I realize that I never would have been with the person who gave me this, had I more confidence in myself, and hadn't felt so alone, and needy. I was raised Catholic, but never confirmed in the church... however I am having trouble dealing with my views about believing in God, and having faith. I'm not what you would call a practicing catholic, I like the ceremony, and maybe the guilt instilled subliminally in me is causing me to really be hit hard by this.

I find myself thinking, well, is this a test of my faith, or punishment for my lack of it? It is funny how things can happen to you where you say, maybe someone is looking out for me in some way. The example I offer is this. Years ago I was jokingly telling a friend of mine that my belief in GOD basically boiled down to the weird irony that " DOG " spelled backwards is.... GOD.

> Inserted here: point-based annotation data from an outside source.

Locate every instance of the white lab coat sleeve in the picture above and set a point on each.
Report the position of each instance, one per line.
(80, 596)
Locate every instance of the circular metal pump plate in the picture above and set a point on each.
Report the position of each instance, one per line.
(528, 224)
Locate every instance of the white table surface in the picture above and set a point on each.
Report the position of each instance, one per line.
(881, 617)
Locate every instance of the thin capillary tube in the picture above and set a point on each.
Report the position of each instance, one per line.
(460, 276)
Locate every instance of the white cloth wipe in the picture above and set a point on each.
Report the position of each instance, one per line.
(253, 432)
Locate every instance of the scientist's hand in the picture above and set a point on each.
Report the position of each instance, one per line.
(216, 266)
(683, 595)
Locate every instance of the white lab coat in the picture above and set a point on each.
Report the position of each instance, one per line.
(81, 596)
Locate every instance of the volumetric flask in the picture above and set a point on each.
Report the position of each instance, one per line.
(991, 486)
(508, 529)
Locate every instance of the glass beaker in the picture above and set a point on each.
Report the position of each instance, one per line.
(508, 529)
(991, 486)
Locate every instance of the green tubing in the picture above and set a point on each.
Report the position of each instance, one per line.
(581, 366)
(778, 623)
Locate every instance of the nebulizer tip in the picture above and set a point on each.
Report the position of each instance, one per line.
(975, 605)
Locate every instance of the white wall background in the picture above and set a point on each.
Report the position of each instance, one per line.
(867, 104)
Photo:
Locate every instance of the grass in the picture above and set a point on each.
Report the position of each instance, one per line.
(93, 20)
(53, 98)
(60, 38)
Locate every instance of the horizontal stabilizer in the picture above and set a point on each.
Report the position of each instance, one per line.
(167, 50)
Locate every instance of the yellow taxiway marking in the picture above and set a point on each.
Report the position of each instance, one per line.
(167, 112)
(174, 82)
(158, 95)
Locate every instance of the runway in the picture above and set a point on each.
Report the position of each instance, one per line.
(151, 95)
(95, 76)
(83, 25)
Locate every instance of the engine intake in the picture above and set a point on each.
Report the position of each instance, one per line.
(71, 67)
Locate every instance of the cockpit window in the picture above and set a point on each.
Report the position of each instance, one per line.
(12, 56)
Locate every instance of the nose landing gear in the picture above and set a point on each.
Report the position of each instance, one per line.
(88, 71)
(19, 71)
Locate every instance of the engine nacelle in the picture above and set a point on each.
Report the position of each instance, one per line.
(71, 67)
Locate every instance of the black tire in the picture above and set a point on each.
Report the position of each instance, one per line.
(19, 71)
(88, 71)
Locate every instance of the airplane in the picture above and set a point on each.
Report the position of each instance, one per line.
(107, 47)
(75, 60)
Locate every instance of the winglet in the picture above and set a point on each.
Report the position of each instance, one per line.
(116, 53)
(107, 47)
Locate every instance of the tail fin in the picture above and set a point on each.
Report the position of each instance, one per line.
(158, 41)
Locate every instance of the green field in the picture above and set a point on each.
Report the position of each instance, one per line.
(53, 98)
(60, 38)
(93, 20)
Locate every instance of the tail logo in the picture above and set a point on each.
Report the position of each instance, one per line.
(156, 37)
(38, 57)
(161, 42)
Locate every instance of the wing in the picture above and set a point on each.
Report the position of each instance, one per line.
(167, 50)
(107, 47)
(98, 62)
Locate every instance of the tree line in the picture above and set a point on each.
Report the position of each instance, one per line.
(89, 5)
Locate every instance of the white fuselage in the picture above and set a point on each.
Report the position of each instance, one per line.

Well, I believe that a few months ago my own DOG saved my life. I have a miniature Dachshund, who is like my little shadow. One time when I was at my lowest of lows, I was nearly in the process of doing something sinister over all of the things that I didn't want to feel anymore. My dog went ballistic, and nearly tore down the bathroom door, barking, whining, crying. I can't explain it. He must have sensed something, and he kept me from doing what I was thinking about. I haven't been that low again, and I'm thankful for that.

Recently though, I have had a few nightmares about the ex, who gave me this. Before, it was when I was sleeping that I didn't have to feel that I had Herpes. But the nightmare I had was pretty horrible, and really suggests that in my subconscious this is tearing me up. It was like a bad horror movie, and sort of funny now. I was being intimate with the ex, and she transformed into a red skinned demon, with fangs etc... She was biting me with huge fangs, and injecting me with her poison(herpes). I woke up yelling, and in a cold sweat. I thought to myself this is ridiculous. Am I going crazy?

Since I am considering the service, I went on a tough training regimen to get into shape... I feel really good physically, now that I am in shape again, my dad keeps telling me that all these women are checking me out, that I'm apparently oblivious to.

If he's right I am probably coming off as a jerk,but the reality is that I feel emotionally like a piece of old paper. Brittle, and dried, and prone to crumbling when you pick it up.

I am taking it day by day, and I cannot fathom at this time that this is going to make me a stronger person. I just want to get to a place where this doesn't bother me anymore.

My mom tells me that I'm deeply empathetic, and I soak up a lot of emotion that surrounds me. She seems to think that I'm too much of a soft touch to make the military happen. I had to tell her that I still have dreams about those people who jumped from the World Trade Center. I did not know one person who died that day, but in a small way if I can do something to prevent that from happening again, I want to do it.

I would hope that the service would value that thinking, regardless of my age, or Herpes status. Take care, DG.